MYTHS AND FACTS REGARDING THE CORRECT USE OF EMERGENCY CONTRACEPTIVES
Emergency contraception, according to the WHO (2021) refers to methods of contraception that can be used to prevent pregnancy after unprotected sexual intercourse. Not so surprisingly, there are myths about the use of emergency contraceptives. In this article we'll be dispelling these myths and providing you the actual truths (facts):
Using emergency contraceptives can cause infertility.
This is not true. While you may experience some side effects when using emergency contraceptives, there is no scientific backing that emergency contraceptives cause infertility.
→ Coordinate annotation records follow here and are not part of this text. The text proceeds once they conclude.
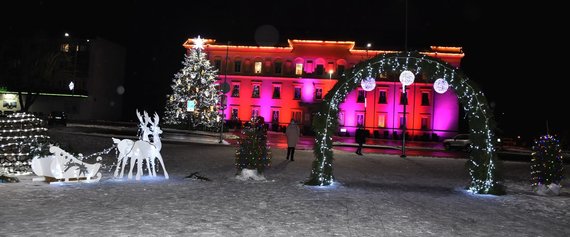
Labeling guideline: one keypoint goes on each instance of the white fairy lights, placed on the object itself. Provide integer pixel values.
(482, 164)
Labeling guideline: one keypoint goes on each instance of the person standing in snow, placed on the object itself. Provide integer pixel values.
(360, 138)
(293, 132)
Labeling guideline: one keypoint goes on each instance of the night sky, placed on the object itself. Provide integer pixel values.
(509, 50)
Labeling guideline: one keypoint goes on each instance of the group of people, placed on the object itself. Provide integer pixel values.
(293, 133)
The WHO (2021), confirmed that drugs used for emergency contraception do not harm future fertility. There is no delay in the return to fertility after taking ECPs.
Emergency contraceptives induce abortion.
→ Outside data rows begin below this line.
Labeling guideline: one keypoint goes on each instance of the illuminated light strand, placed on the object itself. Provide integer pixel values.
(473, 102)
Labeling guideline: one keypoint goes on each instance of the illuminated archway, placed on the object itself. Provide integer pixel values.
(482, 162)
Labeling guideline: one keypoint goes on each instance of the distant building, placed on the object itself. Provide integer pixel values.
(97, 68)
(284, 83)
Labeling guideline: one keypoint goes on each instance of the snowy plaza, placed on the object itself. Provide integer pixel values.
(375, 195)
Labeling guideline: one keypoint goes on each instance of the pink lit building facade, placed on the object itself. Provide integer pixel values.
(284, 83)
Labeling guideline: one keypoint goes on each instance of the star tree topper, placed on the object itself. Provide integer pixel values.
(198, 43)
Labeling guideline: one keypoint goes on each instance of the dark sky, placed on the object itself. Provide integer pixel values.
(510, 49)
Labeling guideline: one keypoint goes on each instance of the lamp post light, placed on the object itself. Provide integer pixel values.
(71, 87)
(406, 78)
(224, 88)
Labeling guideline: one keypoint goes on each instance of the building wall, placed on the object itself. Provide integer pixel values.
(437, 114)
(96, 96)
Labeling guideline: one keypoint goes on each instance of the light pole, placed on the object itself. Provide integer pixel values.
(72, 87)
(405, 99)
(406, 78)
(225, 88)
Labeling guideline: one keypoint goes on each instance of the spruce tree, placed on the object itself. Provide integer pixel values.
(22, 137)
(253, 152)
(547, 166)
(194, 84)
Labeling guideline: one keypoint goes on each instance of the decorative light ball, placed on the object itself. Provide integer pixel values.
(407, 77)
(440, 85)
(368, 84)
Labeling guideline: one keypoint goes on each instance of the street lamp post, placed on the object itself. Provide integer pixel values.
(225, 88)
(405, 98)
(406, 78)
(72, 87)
Emergency contraceptives do not cause abortion. These pills are used to prevent or interfere with the release of eggs which delays fertilization and conception. There is no scientific study or proof for ECPs interfering with implanted zygotes.
Emergency contraceptives can only be used a day after sex.
Emergency contraceptives are often referred to as “Morning After Pill” which may suggest it is used only the next morning, but that's not true. The pill can be used within five (5) days after sex. However, the earlier it is used, the more effective it will be.